MNIST Neural Network Example¶

In this notebook we will show how to make NumSA interact with TensorFlow. We will begin building a Neural Network that recognise digit from the MNIST dataset.

[1]:

#We import all the library we are gona need
import tensorflow as tf
import numpy as np
import matplotlib.pyplot as plt
from numsa.TFHessian import *
from random import *
from tqdm.notebook import tqdm

mnist = tf.keras.datasets.mnist
(train_images, train_labels), (test_images, test_labels) = mnist.load_data()
print("In the training set there are {} images, of size {}x{}."
      .format(train_images.shape[0],train_images.shape[1],train_images.shape[2]))
print("The data are labeled in the following categories, {}"
      .format(train_labels))
#We normalize the dataset
train_images = train_images/255.0
test_images = test_images/255.0
#We assemble the data set
# Prepare the training dataset.
batch_size = 64
train_dataset = tf.data.Dataset.from_tensor_slices((train_images, train_labels))
train_dataset = train_dataset.shuffle(buffer_size=1024).batch(batch_size)

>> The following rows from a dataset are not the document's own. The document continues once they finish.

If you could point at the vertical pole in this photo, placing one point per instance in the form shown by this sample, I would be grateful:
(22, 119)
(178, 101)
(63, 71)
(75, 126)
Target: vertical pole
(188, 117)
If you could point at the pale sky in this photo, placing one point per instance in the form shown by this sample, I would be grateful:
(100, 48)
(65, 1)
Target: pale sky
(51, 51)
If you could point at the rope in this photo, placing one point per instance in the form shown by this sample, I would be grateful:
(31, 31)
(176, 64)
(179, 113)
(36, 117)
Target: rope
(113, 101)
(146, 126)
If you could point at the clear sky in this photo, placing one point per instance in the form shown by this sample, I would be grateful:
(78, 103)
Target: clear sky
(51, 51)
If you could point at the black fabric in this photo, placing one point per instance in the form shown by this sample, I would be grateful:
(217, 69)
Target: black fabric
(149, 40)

# Prepare the validation dataset.
test_dataset = tf.data.Dataset.from_tensor_slices((test_images, test_labels))
test_dataset = test_dataset.batch(batch_size)

In the training set there are 60000 images, of size 28x28.
The data are labeled in the following categories, [5 0 4 ... 5 6 8]

We can plot a random image from the MNIST data set using MatPlotLib.

[2]:

plt.figure(figsize=(14,10));
for i in range(24):
    plt.subplot(4,6,i+1)
    rn = randrange(0,train_images.shape[0]-1);
    plt.imshow(train_images[rn])
    plt.grid(False)
    plt.xticks([])
    plt.yticks([])
plt.show()

Now we create the proper neural newtorks that we are intrested in studying, in particular to begin with we will sequantialey add two layer of size 128 and 10. But at the beging of the neural network we will put a layer that will “vectorify” the matrix storing the image. We chose as activation function the RELU function to begin with.

[3]:

#Keras Sequential allow us to place one layer after the other
model = tf.keras.Sequential([
    tf.keras.layers.Flatten(input_shape=(28, 28)),#Vectorifying layer
    tf.keras.layers.Dense(20, activation='sigmoid'),#128 weights layer
    tf.keras.layers.Dense(10)#10 leyers weights.
])
print("Number of trainable layers {}".format(len(model.trainable_weights)))
print("Number of weights trainable per layer 0, {}".format(model.trainable_weights[0].shape))
print("Number of weights trainable per layer 1, {}".format(model.trainable_weights[1].shape))
print("Number of weights trainable per layer 2, {}".format(model.trainable_weights[2].shape))
print("Number of weights trainable per layer 3, {}".format(model.trainable_weights[3].shape))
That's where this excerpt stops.